Runners will be very familiar with the term ‘shin splints’ and many of us have probably experienced this at some point in our lives. Shin splints describes a condition known medically as media tibial stress syndrome, whereby pain is felt anywhere along the shin bone from the knee to the ankle. The affected area becomes tender and sore when touched, and the skin of the affected area becomes inflamed and red.
The exact cause of shin splints is unknown. It's thought to be caused by the tendons and muscles that run the length of the shin tugging on the bone and creating inflammation. In the lower leg we have two bones – the fibula and the tibia – both of which have muscles attached to them to help move feet. However, more recent research suggests it may be a stress reaction from the bones themselves. For example, repetitive trauma to the tibia when the heel repeatedly lands on a hard surface may interfere with the bones ability to re-model and repair itself.
High impact activities such as running on concrete or other hard surfaces can contribute to the development of shin splints. Other risk factors include over-training beyond your fitness level, increasing the intensity or duration of training too quickly, running on sloping ground, poor running technique, having flat feet or a previous injury. Hence, thoroughly warming up before exercising, reducing the intensity of your training and placing shock-absorbing insoles in your running shoes can all help in preventing shin splints.

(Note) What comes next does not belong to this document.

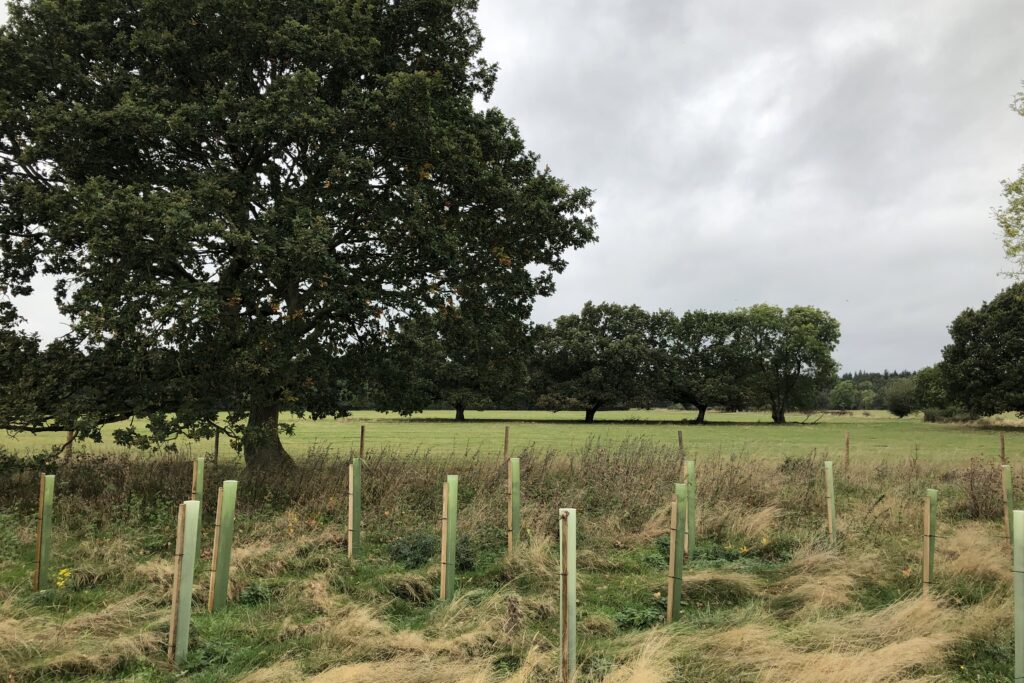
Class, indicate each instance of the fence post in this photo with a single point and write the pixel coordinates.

If you’re experiencing shin splints, rest your legs and apply an icepack to the affected area for 10-20 minutes regularly. Anti-inflammatories, such as ibuprofen, can also be used to help ease the pain. A natural anti-inflammatory, devil’s claw which has been traditionally been used for its analgesic and anti-inflammatory properties may be useful. Omega-3 fatty acids also have anti-inflammatory properties, such as in Absolute Omega, Blackmores Lyprinol and Swisse Ultiboost Wild Fish Oil.
A calcium or magnesium supplement may also be useful by assisting in keeping healthy bones and muscles. Blackmores Total Calcium and Magnesium is a formulation that contains both these supplements. Silica, such as in Blooms Super Colloidal Silica and VitaScience Ultra Silica Complex, also supports healthy bones and cartilage and is needed for the formation of connective tissue, including tendons, bones, nails and skin. Make sure to seek medical advice for any sporting injuries to ensure the problem is correctly diagnosed and properly treated.